Kandidaten der FWV-CDU-Liste Alpirsbach und der Vorstand des Handels- & Gewerbevereins Alpirsbach kamen vergangenen Donnerstagabend zu Gesprächen über die derzeitige Situation und die anstehenden Themen in Alpirsbach zusammen. Nachdem der Vorsitzende des Handels- & Gewerbevereins Alpirsbach, Georg Steinberger, auf deren Hauptversammlung Ende 2013 mit Blick auf die Kommunalwahlen den Wusch äußerte, dass die Interessen des HGV im Gemeinderat besser vertreten werden sollen, war es uns ein Anliegen jetzt den Diskurs zu suchen, so die Vorsitzende der CDU Alpirsbach, Maria Klink, in ihrer Begrüßung. In einem offenen Austausch informierten sich die Kandidaten deshalb über die Wünsche des HGV um die Stadt Alpirsbach für mittelständische Betriebe wieder attraktiver zu gestalten und diese vor allem aktiv in die Ideenfindung einzubeziehen. Der Vorsitzende des HGV sprach z.B. an, dass der Fachkräftemangel auch in Alpirsbach keinen Halt mache. Deshalb müsse Alpirsbach besonders für potenzielle Nachwuchskräfte als Arbeits- und Wohnort attraktiver werden, um die Betriebe und damit auch rund 450 Arbeitsplätze die allein Mitglieder des HGV haben, in der Stadt halten zu können. Gemeinderat Reinhold Bronner betonte, dass sich die Kandidaten der FWV-CDU-Liste schon in vergangenen Sitzungen dafür ausgesprochen hätten den HGV in Alpirsbach mehr zu fördern, er jetzt aber froh sei, dass man die Gelegenheit habe sich auch direkt über konkrete Ideen auszutauschen. So wurden diese Anregung und viele weitere Vorschläge der HGV Mitglieder von den Kandidaten mit Interesse aufgenommen und diskutiert.

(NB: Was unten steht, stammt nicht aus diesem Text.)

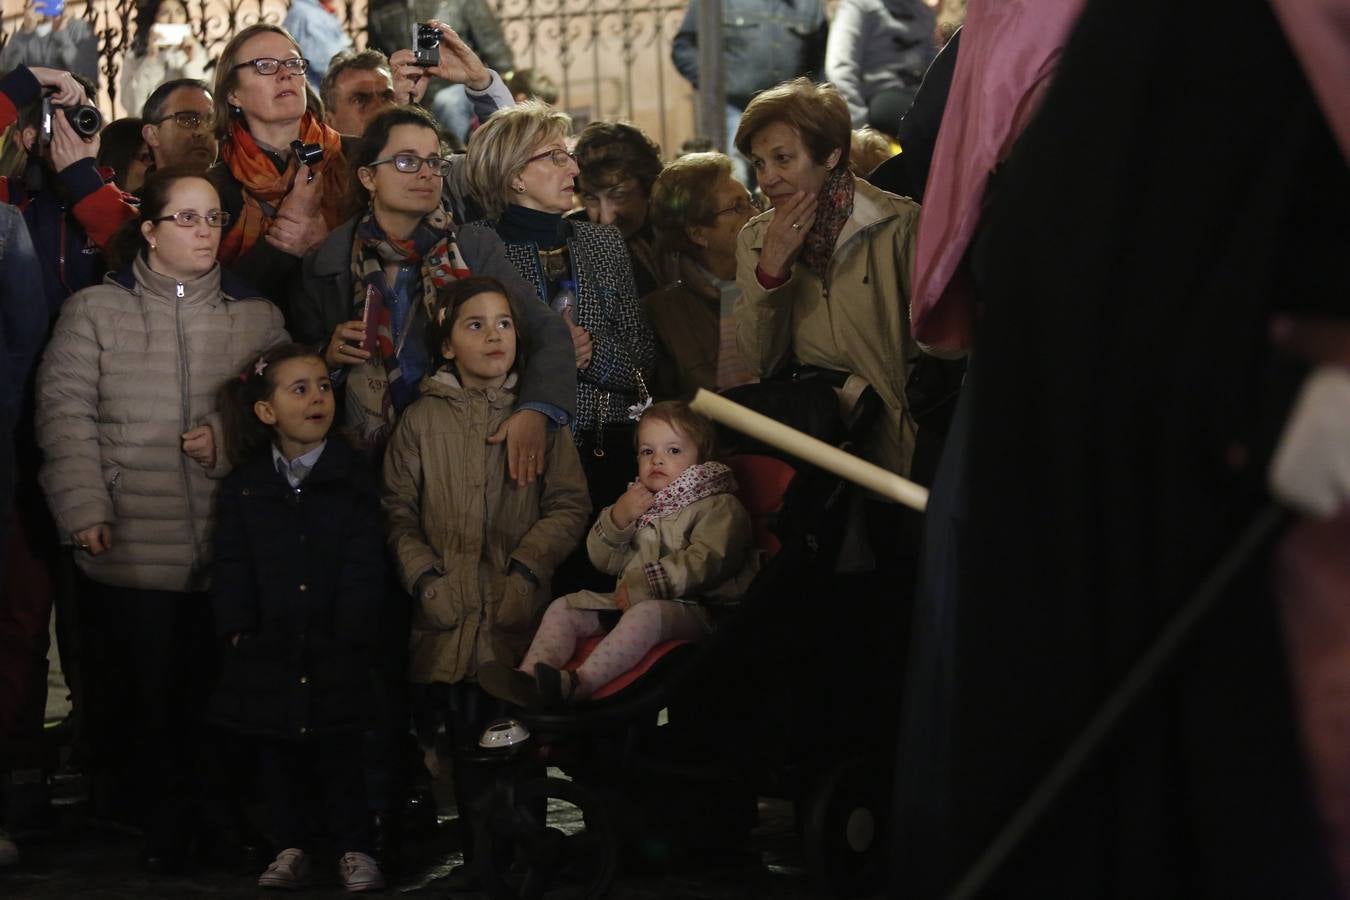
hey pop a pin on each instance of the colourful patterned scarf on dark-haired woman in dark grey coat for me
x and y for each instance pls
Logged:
(434, 246)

Weiter kam man auch auf die konkrete Äußerung des HGV Vorsitzenden auf deren Hauptversammlung zurück, dass er sich wünsche es wären mindestens zwei Mitglieder aus ihren Reihen im zukünftigen Gemeinderat vertreten. Die Kandidaten der FWV-CDU-Liste warben deshalb noch einmal dafür, dass Mitglieder des HGV bei der Gemeinderatswahl für einen Sitz kandidieren mögen. Man habe allerdings auch Verständnis dafür, das Selbständige sich als Gemeinderat der Gefahr ausgesetzt sehen, sich mit unpopulären Entscheidungen „im Städtle die Finger zu verbrennen“, so Kandidat Utz Hügle.

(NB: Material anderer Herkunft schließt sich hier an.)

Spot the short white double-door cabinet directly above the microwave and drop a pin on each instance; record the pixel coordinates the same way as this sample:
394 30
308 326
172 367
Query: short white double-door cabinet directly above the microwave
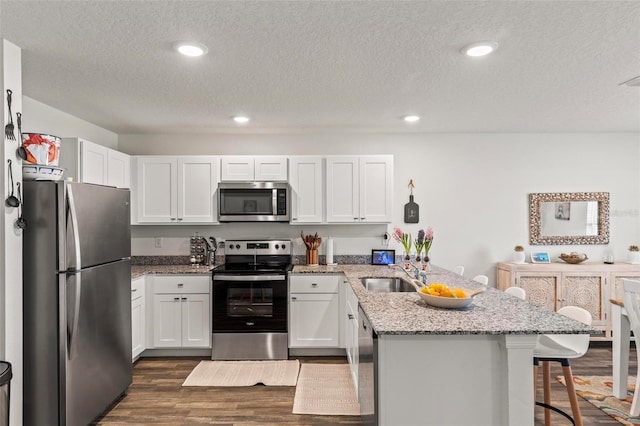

Darüber das die Kommunikation zwischen der Stadt, dem Gemeinderat und den Alpirsbachern Verbänden derzeit zu wenig und vor allem über zu viele Umwege stattfindet, waren sich alle Anwesenden einig. Gemeinderat Hans-Dieter Rehm zeigte sich besorgt darüber, dass viele Informationen zu spät an den Gemeinderat fließen oder man teilweise sogar erst aus der Presse von Entscheidungen der Verwaltung erfahre. Deshalb bot die Liste dem HGV und allen Alpirsbacher Verbänden an sich in Zukunft auch öfter mit der Fraktion zu treffen, damit die Informationen eins zu eins fließen und die Kompetenz dieser Vereinigungen besser genützt werden kann. Nichts desto trotz wolle die FWV-CDU-Liste nach vorne sehen und mit einer starken Liste in den Gemeinderatswahlkampf gehen um sich für eine bessere Situation der Stadt und eine positivere Wahrnehmung dieser unter den Einwohnern einzusetzen, so gab Gemeinderat Holger Korneffel einen Ausblick auf die kommende Zeit. Was eine starke Liste für ihn ausmache wäre eben das was auch eine starke Stadt mit ausmache, so Korneffel weiter, die Vielfalt und das Engagement der Menschen die dahinter stehen. Deshalb gebe man sich Mühe sowohl neue junge, weibliche, männliche als auch erfahrene Bewerber für einen Sitz im Gemeinderat zu finden.